Now, disable the online stats gathering on session level and create another table;
18:55:23 SQL> ALTER SESSION SET "_OPTIMIZER_GATHER_STATS_ON_LOAD"=FALSE;
Session altered.
18:55:54 SQL>
18:55:57 SQL> create table my_emp2 as select * from employees;
Table created.
18:56:13 SQL> column table_name format a30
18:56:26 SQL> column last_analyzed format a30
18:56:31 SQL>
18:56:32 SQL> select table_name, last_analyzed
18:56:39 2 from user_tables
18:56:44 3 where table_name='MY_EMP2';
TABLE_NAME LAST_ANALYZED
------------------------------ ------------------------------
MY_EMP2
There is no statistics for MY_EMP2 table.
It is also possible online stats gathering can impact your bulk load performance;
I have a filled table "TEST_DATA" which has 500.000 rows and empty tables TEST_DATA1 and TEST_DATA2 with same structure.
Online Statistics Gathering is Off;
SQL> alter system flush buffer_cache;
SQL> ALTER SESSION SET "_OPTIMIZER_GATHER_STATS_ON_LOAD"=FALSE;
Session altered.
Elapsed: 00:00:00.00
SQL>
SQL> insert /*+ APPEND*/ into test_data1 select * from test_data;
5000000 rows created.
Elapsed: 00:00:08.72
SQL> select * from table(dbms_xplan.display_cursor);
SQL_ID d10rkrsh5kqgg, child number 0
-------------------------------------
insert /*+ APPEND*/ into test_data1 select * from test_data
Plan hash value: 3839850929
---------------------------------------------------------------------------------
| Id | Operation | Name | Rows | Bytes | Cost (%CPU)| Time |
---------------------------------------------------------------------------------
| 0 | INSERT STATEMENT | | | | 5256 (100)| |
| 1 | LOAD AS SELECT | TEST_DATA1 | | | | |
| 2 | TABLE ACCESS FULL| TEST_DATA | 5679K| 157M| 5256 (1)| 00:00:01 |
---------------------------------------------------------------------------------
Note
-----
- dynamic statistics used: dynamic sampling (level=2)

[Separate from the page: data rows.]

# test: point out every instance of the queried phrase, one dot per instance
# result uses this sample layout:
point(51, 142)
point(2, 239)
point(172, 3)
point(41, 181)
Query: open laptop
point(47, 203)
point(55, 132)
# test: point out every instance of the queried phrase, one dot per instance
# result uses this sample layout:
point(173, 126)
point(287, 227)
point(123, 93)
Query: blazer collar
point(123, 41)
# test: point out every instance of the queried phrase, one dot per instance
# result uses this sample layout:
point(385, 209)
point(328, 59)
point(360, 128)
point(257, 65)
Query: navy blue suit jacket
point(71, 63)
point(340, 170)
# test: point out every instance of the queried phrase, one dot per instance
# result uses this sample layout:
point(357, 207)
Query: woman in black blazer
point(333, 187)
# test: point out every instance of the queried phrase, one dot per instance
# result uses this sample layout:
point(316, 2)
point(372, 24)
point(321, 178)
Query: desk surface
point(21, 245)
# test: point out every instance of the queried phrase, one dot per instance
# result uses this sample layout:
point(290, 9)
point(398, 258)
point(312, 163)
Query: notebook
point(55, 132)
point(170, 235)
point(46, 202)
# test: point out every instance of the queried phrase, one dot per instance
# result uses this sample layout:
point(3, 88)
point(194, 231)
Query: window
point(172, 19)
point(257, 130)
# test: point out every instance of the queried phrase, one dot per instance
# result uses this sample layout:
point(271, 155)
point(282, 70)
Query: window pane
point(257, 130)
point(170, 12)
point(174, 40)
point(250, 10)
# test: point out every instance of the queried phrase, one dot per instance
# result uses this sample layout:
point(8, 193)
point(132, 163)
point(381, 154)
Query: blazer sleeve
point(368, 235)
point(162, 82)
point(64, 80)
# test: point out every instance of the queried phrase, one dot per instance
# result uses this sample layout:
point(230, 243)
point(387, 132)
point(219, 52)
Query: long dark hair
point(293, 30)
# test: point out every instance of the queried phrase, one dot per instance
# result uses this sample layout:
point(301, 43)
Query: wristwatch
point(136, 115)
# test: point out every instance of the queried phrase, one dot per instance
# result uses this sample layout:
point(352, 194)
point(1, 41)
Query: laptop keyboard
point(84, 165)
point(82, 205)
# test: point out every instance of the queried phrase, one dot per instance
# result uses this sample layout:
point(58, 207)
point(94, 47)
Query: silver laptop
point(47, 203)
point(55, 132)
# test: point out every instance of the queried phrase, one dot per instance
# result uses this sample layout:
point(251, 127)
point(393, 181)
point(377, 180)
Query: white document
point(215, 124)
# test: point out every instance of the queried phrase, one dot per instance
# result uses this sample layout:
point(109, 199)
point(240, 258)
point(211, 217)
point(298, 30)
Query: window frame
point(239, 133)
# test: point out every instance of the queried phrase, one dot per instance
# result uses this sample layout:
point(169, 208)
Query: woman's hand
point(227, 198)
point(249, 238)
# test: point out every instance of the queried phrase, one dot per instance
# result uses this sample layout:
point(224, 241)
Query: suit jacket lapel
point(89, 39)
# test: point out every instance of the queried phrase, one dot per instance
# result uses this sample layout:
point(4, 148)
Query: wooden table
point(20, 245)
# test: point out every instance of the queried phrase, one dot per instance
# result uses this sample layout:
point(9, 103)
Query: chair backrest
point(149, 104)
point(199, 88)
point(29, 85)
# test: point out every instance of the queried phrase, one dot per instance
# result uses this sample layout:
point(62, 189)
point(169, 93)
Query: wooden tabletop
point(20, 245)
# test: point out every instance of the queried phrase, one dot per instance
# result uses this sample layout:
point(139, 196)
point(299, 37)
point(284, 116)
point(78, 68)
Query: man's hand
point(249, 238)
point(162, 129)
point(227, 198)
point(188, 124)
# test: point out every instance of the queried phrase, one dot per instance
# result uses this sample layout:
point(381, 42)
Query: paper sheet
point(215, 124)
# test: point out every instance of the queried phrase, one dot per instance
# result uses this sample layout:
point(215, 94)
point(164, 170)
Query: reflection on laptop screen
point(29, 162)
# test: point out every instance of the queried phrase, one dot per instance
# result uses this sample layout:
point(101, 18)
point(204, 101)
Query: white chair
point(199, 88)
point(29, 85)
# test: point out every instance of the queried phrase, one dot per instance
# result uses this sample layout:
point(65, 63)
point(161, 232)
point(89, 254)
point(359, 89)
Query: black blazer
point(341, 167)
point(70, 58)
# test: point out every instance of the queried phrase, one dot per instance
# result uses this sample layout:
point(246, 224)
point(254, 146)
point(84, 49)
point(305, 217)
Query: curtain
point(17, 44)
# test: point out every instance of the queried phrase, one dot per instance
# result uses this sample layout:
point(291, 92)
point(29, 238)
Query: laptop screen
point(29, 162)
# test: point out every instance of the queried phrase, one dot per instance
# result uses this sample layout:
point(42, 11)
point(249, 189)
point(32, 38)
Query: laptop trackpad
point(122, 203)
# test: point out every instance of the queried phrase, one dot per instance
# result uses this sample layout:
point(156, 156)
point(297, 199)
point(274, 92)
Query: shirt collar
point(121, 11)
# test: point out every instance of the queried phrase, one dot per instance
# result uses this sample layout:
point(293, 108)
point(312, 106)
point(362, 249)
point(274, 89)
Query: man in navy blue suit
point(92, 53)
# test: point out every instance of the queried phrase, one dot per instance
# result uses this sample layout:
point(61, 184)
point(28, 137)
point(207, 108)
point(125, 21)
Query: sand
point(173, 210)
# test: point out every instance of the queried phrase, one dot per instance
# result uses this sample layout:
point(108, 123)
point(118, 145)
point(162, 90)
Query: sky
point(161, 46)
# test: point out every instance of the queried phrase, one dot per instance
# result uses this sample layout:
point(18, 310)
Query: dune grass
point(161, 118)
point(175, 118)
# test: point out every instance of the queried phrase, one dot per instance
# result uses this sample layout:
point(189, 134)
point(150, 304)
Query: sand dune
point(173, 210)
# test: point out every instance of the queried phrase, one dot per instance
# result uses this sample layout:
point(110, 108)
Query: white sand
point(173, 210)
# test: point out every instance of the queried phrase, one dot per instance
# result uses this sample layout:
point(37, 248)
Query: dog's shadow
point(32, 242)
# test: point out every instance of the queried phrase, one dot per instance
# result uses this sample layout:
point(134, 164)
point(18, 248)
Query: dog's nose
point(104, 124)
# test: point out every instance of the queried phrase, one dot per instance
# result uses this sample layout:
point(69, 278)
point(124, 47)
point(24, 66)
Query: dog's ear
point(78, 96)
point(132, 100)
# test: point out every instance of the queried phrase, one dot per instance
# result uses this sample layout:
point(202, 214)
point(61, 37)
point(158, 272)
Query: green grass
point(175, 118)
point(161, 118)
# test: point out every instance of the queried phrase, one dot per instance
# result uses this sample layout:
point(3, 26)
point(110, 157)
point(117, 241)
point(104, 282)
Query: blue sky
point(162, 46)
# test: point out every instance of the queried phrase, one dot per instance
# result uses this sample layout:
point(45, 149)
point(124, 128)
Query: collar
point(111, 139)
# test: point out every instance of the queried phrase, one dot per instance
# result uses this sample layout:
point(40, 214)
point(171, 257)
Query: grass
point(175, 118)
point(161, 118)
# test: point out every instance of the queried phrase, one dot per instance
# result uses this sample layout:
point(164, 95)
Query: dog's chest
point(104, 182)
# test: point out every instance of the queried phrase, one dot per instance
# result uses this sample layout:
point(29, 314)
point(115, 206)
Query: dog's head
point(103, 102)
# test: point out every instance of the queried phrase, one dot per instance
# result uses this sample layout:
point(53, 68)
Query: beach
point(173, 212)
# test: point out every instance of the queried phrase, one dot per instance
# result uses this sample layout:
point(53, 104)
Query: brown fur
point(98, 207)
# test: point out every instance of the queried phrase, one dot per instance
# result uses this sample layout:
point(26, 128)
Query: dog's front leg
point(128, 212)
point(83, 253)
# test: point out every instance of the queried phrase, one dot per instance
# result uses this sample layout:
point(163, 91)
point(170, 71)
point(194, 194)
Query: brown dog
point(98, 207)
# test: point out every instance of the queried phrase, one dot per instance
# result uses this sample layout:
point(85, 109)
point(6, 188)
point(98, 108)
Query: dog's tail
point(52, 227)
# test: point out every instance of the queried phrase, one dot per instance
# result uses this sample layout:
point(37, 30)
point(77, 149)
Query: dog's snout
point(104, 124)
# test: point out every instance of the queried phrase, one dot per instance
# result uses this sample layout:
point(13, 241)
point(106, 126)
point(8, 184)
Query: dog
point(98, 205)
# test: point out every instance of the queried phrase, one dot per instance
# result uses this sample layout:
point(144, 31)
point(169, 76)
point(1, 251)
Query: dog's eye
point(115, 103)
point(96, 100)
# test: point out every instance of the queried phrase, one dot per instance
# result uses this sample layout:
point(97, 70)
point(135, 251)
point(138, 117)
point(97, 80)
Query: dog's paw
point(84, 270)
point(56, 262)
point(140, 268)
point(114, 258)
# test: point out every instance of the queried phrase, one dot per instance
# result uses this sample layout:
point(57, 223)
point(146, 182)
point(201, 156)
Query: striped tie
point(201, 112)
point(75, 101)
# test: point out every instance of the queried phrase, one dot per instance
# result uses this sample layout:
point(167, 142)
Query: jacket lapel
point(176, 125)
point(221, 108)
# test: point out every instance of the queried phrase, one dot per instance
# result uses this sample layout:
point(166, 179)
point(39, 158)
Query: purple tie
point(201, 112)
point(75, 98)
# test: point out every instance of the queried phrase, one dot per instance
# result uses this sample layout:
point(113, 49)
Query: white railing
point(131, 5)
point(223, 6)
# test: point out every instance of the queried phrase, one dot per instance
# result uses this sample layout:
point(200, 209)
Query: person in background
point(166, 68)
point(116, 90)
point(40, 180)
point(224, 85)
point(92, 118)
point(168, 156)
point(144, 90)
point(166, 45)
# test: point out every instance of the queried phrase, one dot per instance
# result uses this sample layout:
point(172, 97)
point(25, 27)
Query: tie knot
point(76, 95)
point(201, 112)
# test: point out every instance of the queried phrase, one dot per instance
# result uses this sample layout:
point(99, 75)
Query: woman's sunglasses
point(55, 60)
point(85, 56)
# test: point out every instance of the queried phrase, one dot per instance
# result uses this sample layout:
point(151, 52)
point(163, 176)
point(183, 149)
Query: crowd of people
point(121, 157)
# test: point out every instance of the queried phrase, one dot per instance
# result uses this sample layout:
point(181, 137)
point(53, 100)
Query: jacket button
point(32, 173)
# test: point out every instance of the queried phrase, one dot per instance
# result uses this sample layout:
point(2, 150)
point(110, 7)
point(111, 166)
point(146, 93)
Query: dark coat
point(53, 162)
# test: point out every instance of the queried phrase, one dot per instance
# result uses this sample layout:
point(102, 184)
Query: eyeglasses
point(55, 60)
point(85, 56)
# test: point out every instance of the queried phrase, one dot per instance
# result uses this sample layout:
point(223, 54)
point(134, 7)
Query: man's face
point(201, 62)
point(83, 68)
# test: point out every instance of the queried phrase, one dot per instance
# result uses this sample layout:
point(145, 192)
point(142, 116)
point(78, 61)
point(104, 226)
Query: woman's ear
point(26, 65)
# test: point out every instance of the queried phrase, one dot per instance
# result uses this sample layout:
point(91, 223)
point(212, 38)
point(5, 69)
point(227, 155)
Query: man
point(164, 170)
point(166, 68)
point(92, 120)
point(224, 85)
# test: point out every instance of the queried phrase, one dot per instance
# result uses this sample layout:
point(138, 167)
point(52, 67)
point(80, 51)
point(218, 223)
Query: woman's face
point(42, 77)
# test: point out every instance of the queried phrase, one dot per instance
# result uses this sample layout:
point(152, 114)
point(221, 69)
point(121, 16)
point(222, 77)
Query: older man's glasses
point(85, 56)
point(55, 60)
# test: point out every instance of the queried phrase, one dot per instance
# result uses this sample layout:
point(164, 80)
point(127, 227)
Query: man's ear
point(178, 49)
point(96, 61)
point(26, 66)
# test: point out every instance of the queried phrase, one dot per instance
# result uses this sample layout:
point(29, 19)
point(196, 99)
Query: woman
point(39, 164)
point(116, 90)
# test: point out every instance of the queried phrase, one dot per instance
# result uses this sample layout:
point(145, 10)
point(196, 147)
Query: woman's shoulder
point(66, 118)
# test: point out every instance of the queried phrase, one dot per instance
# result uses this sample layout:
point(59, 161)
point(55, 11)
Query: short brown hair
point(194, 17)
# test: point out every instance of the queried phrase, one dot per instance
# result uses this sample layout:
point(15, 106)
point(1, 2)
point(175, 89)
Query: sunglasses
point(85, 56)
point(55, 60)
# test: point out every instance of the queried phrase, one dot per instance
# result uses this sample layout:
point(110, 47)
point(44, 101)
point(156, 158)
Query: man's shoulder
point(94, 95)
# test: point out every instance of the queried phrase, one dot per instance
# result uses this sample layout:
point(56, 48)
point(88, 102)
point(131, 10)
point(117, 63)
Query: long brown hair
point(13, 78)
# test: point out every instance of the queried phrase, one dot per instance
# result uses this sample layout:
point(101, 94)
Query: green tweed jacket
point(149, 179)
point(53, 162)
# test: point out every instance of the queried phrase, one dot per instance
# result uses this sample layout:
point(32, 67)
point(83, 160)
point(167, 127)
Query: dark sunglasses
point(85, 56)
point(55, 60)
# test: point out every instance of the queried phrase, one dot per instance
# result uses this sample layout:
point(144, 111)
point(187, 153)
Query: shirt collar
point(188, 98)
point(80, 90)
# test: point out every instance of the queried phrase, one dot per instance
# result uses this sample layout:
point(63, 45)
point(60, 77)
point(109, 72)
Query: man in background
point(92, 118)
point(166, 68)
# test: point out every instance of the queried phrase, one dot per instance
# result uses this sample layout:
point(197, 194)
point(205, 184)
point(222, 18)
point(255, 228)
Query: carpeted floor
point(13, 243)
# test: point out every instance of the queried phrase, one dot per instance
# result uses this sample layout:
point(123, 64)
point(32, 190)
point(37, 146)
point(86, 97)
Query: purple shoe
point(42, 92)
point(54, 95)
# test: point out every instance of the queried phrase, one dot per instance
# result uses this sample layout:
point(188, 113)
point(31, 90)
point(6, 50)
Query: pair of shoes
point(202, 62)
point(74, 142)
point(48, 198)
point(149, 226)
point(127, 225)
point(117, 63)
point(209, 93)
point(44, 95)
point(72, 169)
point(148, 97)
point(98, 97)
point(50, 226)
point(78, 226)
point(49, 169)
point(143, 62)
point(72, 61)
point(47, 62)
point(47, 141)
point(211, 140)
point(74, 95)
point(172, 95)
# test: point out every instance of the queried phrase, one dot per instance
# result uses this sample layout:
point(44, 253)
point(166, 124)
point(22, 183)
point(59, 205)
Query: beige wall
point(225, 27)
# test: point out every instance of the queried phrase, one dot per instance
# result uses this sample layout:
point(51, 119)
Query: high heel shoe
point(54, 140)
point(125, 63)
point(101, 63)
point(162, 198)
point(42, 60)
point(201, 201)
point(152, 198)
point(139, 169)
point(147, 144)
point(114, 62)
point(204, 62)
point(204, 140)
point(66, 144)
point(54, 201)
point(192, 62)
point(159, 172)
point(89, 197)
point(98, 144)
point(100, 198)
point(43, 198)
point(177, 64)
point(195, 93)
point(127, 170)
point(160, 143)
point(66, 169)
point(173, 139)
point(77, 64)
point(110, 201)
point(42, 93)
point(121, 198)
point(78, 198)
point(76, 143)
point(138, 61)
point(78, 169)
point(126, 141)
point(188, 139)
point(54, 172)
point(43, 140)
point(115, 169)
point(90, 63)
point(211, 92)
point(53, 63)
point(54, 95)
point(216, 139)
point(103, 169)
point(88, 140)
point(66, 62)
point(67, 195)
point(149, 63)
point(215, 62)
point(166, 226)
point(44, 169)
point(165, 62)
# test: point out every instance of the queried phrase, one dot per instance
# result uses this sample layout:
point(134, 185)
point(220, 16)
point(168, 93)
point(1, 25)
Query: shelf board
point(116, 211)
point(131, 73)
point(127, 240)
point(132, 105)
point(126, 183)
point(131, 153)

Online Statistics Gathering is On;
SQL> alter system flush buffer_cache;
SQL> ALTER SESSION SET "_OPTIMIZER_GATHER_STATS_ON_LOAD"=TRUE;
Session altered.
SQL> insert /*+ APPEND*/ into test_data2 select * from test_data;
5000000 rows created.
Elapsed: 00:00:13.27
SQL> select * from table(dbms_xplan.display_cursor);
SQL_ID 1n4c3095axqa0, child number 0
-------------------------------------
insert /*+ APPEND*/ into test_data2 select * from test_data
Plan hash value: 3839850929
-----------------------------------------------------------------------------------------------
| Id | Operation | Name | Rows | Bytes | Cost (%CPU)| Time |
-----------------------------------------------------------------------------------------------
| 0 | INSERT STATEMENT | | | | 5256 (100)| |
| 1 | LOAD AS SELECT | TEST_DATA2 | | | | |
| 2 | OPTIMIZER STATISTICS GATHERING | | 5679K| 157M| 5256 (1)| 00:00:01 |
| 3 | TABLE ACCESS FULL | TEST_DATA | 5679K| 157M| 5256 (1)| 00:00:01 |
-----------------------------------------------------------------------------------------------
Note
-----
- dynamic statistics used: dynamic sampling (level=2)
It spent almost 5 seconds to gather statistics after insert operation.
So, we can say that if we have huge insert operation and if we want to speed it up, it would be good to disable online statistics and gather manually (maybe parallel) after insert finihed.